07 March 2008

Two worldviews for the price of one?

It seems that the likelihood of habitable extraterrestrial planets just took a big leap.

But before you Sci-Fi Nerds Throw a Party…

To get there on any terms, we would need a spacecraft physically capable of surviving intact through the entire acceleration regimen of the trip and withstanding the rigors of the journey¹, while still being able at the end of the trip to operate its sensor suite and send a minimum of a few megabytes of data at a level of power sufficient to supply clear reception at the end of a 4.3 light year trip. Finally, the first such ship must be able to make the outgoing trip in less than fifty years, which is the longest travel time we could obtain without running the risk that a subsequent spacecraft capable of overtaking it could be designed and built. To attempt any such journey before those basic conditions would be met would be a colossal waste of resources.

To sum up the numbers

The conditions laid out above result in the following specifications:

  • One to two tons of payload
  • Sensor suite, data storage, and EM transmitter components capable of operating intermittently during fifty years of exposure to wide variations in temperature and exposure to high-energy particles
  • Both of the above joined to a propulsion system capable of maintaining an average speed of 93 million kph during those same fifty years, and decelerating to a capture velocity at the end of the journey

Such a system is possible in theory, though probably not practicable unless the infrastructure to build it can be developed in orbit.

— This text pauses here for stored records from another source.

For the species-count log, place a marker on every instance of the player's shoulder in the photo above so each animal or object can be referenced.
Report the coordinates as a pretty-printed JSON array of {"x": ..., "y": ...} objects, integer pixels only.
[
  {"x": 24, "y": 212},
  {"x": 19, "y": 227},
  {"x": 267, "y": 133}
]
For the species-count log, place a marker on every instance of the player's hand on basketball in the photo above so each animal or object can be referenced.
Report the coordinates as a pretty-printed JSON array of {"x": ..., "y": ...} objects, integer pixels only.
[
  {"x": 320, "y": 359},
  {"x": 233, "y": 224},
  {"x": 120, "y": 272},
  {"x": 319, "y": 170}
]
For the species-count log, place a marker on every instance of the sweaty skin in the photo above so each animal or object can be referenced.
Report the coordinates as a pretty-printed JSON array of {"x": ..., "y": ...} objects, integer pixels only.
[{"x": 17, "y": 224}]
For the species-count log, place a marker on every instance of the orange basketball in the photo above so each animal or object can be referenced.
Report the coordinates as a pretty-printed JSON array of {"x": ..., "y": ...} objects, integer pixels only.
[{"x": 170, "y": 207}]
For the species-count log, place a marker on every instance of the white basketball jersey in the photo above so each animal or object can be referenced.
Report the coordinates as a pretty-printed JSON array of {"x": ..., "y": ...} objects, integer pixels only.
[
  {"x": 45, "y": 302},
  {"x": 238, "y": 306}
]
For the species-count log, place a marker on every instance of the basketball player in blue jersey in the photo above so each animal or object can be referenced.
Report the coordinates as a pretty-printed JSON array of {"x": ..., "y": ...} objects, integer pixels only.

Meanwhile, three additional conditions must be met:

  1. The engineering of such a system must be made possible through advancements in propulsion and materials tech;
  2. The target planet(s) must be known to fulfill basic conditions of habitability such as atmosphere, surface gravity, surface temperature regime, and ambient radiation levels in advance (otherwise, we’re better off confining exploration to our own solar system); and
  3. Perhaps hand in hand with the research done to meet the second condition, the spacecraft design must be flown and refined several times before the full mission is attempted.

Such a program would offer a second piece of good news to follow on discovery of habitability: the technologies developed to fulfill the first mission could in turn be adapted to the needs of colonizing any habitable planet found.

Something tells me that as a species we’ll be lucky to accomplish all of these tasks within our lifetimes, and almost as lucky if we don't manage to louse our own planet beyond a state of easy habitability in the meantime.